Elections provide democratic appearance
Voting can offer rulers legitimacy at home and abroad even where the result is largely predetermined.
Candidate choice may be controlled
Opponents can be disqualified, imprisoned, intimidated, forced into exile or denied resources needed to campaign.
Media access may be unequal
Government control of broadcasting and advertising can allow the ruling party to dominate information while technically permitting opposition.
Election administration matters
Voter registration, district boundaries, ballot counting, observers and complaint procedures determine whether votes are translated fairly.
Fear changes political participation
Citizens may vote under surveillance, pressure from employers or officials, or concern that their communities will be punished.

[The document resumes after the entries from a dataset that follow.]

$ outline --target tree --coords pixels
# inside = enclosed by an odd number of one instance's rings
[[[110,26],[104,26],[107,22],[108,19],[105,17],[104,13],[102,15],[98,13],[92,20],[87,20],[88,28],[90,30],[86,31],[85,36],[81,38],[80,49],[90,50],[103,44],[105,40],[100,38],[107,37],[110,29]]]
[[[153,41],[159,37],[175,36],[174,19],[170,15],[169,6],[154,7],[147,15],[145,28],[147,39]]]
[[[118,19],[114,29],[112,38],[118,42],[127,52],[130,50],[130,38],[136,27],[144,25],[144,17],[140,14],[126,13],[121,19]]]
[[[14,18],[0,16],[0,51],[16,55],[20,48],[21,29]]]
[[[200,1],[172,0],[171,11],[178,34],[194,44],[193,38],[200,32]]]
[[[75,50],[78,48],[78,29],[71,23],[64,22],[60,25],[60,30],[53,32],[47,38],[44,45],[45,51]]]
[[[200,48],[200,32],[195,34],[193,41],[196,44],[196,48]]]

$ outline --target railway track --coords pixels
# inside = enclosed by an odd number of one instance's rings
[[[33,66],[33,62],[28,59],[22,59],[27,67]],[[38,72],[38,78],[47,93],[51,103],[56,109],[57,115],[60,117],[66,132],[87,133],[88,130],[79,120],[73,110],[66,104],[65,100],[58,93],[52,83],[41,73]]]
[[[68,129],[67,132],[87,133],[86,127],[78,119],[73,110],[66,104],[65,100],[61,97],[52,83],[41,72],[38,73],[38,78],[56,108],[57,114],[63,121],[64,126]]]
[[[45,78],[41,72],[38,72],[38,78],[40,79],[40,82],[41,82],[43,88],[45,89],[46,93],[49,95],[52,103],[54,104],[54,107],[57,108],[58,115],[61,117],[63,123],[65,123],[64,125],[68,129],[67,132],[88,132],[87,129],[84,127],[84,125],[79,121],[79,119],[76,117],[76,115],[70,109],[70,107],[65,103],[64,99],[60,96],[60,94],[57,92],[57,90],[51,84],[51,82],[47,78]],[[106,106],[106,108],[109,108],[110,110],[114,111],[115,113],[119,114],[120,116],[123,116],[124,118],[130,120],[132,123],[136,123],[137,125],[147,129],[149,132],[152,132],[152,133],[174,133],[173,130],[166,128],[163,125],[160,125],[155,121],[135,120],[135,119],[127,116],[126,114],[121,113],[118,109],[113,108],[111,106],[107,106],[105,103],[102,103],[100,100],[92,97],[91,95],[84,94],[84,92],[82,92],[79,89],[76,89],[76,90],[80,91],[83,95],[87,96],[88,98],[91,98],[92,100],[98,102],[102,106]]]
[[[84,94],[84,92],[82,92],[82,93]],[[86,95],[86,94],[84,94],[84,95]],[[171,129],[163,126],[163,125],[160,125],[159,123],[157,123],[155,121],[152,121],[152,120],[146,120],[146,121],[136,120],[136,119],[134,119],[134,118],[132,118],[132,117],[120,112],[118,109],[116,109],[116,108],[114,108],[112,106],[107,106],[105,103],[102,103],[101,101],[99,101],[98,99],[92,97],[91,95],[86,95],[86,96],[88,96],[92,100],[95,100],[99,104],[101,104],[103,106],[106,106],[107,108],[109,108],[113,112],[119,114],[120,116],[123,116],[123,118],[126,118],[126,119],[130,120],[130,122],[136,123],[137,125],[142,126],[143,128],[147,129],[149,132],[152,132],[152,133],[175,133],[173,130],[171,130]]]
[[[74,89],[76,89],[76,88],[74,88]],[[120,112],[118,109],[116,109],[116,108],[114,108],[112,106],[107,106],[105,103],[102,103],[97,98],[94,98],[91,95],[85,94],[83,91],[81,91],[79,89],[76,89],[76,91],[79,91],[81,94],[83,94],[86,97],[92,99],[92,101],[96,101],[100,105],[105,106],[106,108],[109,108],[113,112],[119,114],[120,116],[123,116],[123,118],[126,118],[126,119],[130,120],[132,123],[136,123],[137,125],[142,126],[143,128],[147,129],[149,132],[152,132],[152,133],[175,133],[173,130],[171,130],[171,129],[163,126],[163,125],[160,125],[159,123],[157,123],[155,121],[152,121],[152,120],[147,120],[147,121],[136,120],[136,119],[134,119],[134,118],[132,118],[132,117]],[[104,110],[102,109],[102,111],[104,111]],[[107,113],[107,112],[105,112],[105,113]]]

Democracy continues between elections
Genuine democracy requires civil liberties, independent courts, free association, accountable institutions and the ability to criticise government.
Evidence notes
Assessment should examine candidate access, media freedom, electoral administration, observers, campaign finance, intimidation, counting transparency and whether winners can genuinely take office.
Ethical questions
Can an election be free when the information environment is controlled?
How realistic must the possibility of government defeat be?
Which democratic rights must exist between elections?
Conclusion
Elections can exist without genuine democracy. Voting becomes democratic only when citizens have meaningful choices, reliable information, protected freedoms and institutions capable of enforcing the result.